Смысл переглядываний между Холмсом и мистером Кроули ускользнул от меня, а еще немного погодя этот поединок взглядов вообще вылетел из моей головы, так как последующее употребление алкогольных напитков в смертельных для живых людей дозах стерло не только многие границы, но и частично память. У меня, во всяком случае, точно.
— Над’юсь, вас не смущает моя сомнит’льная компания? — спустя несколько часов заплетающимся языком поинтересовался демон.
— Абс’лютно нет, сэр, — любезно ответил уже изрядно захмелевший Холмс. — Предр’ссудки несовместимы с логикой. Особенно, если выпал шанс поговорить с в’сьма интересным оккультным существом.
И, действительно, к моему глубокому удивлению они быстро нашли темы для общения. Ехидный и острый на язык демон оказался достойным оппонентом в жарких спорах, а наличие добрых ностальгических воспоминаний «о той пр’красной эпохе» и многочисленных общих знакомых моментально сблизило их еще больше.

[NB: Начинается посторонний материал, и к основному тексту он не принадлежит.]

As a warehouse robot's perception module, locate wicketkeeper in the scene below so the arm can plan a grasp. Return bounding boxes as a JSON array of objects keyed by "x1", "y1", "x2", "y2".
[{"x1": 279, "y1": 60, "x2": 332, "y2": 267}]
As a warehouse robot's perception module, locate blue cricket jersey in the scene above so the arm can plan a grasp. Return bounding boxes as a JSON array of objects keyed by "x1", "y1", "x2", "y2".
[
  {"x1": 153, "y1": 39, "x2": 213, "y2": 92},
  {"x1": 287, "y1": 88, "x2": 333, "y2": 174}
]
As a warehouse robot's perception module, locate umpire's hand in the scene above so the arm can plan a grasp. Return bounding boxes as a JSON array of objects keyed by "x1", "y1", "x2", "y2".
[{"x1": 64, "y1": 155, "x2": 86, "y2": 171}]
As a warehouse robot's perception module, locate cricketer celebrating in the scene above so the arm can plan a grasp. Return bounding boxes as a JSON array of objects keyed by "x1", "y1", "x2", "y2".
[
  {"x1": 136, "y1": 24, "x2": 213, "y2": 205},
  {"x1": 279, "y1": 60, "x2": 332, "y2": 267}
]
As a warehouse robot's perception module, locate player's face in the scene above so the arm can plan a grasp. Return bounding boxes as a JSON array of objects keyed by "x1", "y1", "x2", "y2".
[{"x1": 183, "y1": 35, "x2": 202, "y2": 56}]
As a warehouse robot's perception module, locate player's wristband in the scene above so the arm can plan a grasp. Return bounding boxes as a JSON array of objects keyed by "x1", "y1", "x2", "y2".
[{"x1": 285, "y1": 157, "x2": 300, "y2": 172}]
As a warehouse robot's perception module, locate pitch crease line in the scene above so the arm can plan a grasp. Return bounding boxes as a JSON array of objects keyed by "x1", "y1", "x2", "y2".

Я с наслаждением наблюдал, как величайший ум викторианской Англии, долгое время находившийся в спячке, буквально расцветал на глазах, столкнувшись с прекрасным собеседником, способным оценить его интеллект и поддержать научные изыскания. А уж в мастерстве подмечать мелкие детали — мистер Кроули ненамного уступал моему другу.
Они живо обменивались мнениями о людях и событиях прошедших лет, описанных мною в небезызвестных читателям рассказах: «Голубой карбункул», «Камень Мазарини», «Скандал в Богемии». И где-то ближе к утру даже выяснили, что с Ирэн Адлер, особой весьма шатких моральных устоев, мистер Кроули многократно пересекался по каким-то своим адским делам. Демон очаровал Холмса (если слово «очаровал» вообще применимо к описанию эмоций, испытываемых такой прагматичной натурой).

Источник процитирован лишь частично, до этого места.